Transition without ideology. “I understand those who make slogans and take sides [but] we have a precise duty: to give solutions and not to campaign,” said Mr Pichetto Fratin, who is corporate-minded and pro-nuclear. Compared to his predecessor Roberto Cingolani, it’s fair to expect more attention to energy security and supply rather than ecology or emissions.
- The dossiers and duties of each minister will become clearer in the coming days as the relevant delegations are assigned to them.
Let’s talk about cars and the shift to electric vehicles, considering the EU’s goal of banning the sale of internal combustion engines by 2035 and the panic it’s causing in Italy’s automotive sector – enough for some to believe the tide is turning on that measure, perhaps in time for the 2024 European Parliament elections.
- Bigwigs such as Carlos Tavares, CEO of Stellantis, have been sounding the alarm and blasting “much dogmatism, little pragmatism” Brussels.
An ally in the making. Chances are the new Environment Minister will be more attuned to the industry’s woes than his predecessor. At the Ministry for Economic Development, he was involved in the dossier. And he’s from Turin, where the car industry is intertwined in the very fabric of the city.
- As he told Il Giornale, the problem is clear. “These are overall assessments to be made […] after we check on the companies’ ability to reach the 2035 target [while also considering] the critical supply of microchips and batteries. We need to be able to reason about when and how to reach it without forgetting biofuels, hydrogen and sector-specific derogations,” he said.
Still, Cingolani will stay on as an advisor, free of charge.
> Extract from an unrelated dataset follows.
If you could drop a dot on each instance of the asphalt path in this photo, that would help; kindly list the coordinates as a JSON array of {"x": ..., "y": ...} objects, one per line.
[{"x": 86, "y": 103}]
His permanence is part of the Draghi-Meloni handover package, as he will aid in finishing the work on the EU’s gas price cap and on expanding Italy’s non-Russian gas supplies.
- The competence and respect that Mr Cingolani enjoys in Brussels are arguably even more important than his experience. He will accompany his successor to Tuesday’s European Energy Council.
- (side note: the first of Italy’s two new regasification units is being placed in Piombino amid nimby opposition, including from the city’s mayor, who in turn is a representative of PM Meloni’s party).
Gas matters. Italy is the European country that secured the largest (by far) alternative gas supplies – amounting to 13 billion cubic metres per year by 2023, compared to Germany’s 2.6 billion agreements (by 2026, mostly). This imbalance, recently highlighted by Bruegel, explains Rome and Berlin’s differing approaches in Brussels.
- Germany is insecure about supply and calls for “common purchases” while dragging its feet on the price caps for fear of reducing supplies, preferring instead to foot the bills of companies and families using its immense public finance capacity.
- Italy, on the other hand, has no interest in joint European purchases because it knows it can count on Eni’s contracts. And it’s unsure it can compensate consumers for a long time, given the public debt, so it calls for a strict price cap.